Banks earn more while their customers earn less
Despite the fact that the ECB has continued to raise interest rates, Spanish banks have kept the average remuneration on new deposits far below the rates offered by other European countries, taking advantage of the rise to earn more money from their customers.
The Spanish banking sector has shown itself to be one of the slowest in the whole of the European Union to reflect the European Central Bank’s rise in interest rates with a better return on deposits. In fact, according to data published by the ECB, banks in Spain and Cyprus were the only ones in the eurozone to start the year by reducing the remuneration they pay on deposits to their customers.
Spanish banks went from paying 0.64% in December 2022 to 0.59% in January this year, while in the eurozone as a whole banks raised rates on new deposits to an average of 1.65%. This happened at the same time as the interest differential between mortgages and deposits increased by 0.66 points since 2019, thanks to the fact that banks have made lending more expensive much faster than increased deposit remuneration.

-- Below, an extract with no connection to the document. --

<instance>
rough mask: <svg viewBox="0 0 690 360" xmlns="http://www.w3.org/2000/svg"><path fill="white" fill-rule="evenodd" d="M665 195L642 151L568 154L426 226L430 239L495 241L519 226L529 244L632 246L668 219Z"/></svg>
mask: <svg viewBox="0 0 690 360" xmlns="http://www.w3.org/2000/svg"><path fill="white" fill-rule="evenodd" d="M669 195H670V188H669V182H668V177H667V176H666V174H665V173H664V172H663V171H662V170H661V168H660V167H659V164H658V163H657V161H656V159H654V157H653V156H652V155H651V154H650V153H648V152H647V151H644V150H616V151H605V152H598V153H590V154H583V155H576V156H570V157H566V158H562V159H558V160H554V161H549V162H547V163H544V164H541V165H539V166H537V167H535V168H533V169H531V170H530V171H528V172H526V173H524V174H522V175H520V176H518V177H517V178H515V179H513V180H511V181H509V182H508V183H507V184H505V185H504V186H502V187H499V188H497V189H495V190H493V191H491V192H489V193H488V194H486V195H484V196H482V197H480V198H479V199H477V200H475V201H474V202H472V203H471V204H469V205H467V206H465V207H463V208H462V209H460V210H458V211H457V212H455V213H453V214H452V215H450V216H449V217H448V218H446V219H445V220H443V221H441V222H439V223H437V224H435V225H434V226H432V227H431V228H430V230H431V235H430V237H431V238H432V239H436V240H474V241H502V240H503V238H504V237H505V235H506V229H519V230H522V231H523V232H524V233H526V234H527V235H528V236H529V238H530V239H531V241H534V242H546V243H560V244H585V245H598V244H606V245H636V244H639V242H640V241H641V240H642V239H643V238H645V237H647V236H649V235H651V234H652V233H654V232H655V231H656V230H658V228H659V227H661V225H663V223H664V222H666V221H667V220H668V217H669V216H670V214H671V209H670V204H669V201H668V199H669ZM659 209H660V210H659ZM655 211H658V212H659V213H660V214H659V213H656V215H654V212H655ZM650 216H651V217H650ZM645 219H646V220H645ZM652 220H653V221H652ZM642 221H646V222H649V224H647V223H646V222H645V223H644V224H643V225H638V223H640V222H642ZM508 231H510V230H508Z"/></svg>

All this has happened in a context where the big banks – CaixaBank, Banco Santander, BBVA, Banco Sabadell, Bankinter and Unicaja – have earned 5,696 million, 14% more, in the first quarter of the year compared to the previous period, despite the new tax on banking. The CEO of CaixaBank, Gonzalo Gortázar, argued that, “there is no extraordinary profit” and that it was a “modest” result, despite the fact that the financial sector recognises that interest rate rises have played a significant role.
A watered-down justification
The banks justify themselves by saying that, despite the ECB’s rate hikes, they are not paying more interest on deposits because they have plenty of liquidity. And it is true that many of these financial institutions enjoy ample liquidity thanks to bond purchases and long-term capital injections due to governments’ expansive monetary policies, which is why they no longer depend on depositors to finance their business.
However, this explanation seems poorly founded when we consider that Italian banks are the most liquid in Europe – far more so than Spanish banks – and, even so, pay more for deposits, in some cases up to 5% interest. Moreover, Spanish banks in Italy do offer a better return on their customer’s money than they do in Spain.
Given this situation of indifference of the financial sector towards the interests of its customers, it is not surprising that, although Spanish banks have begun to improve the remuneration of savings, during the first two months of the year Spanish families withdrew 18,000 million euros in deposits from Spanish banks in search of a better return on their money.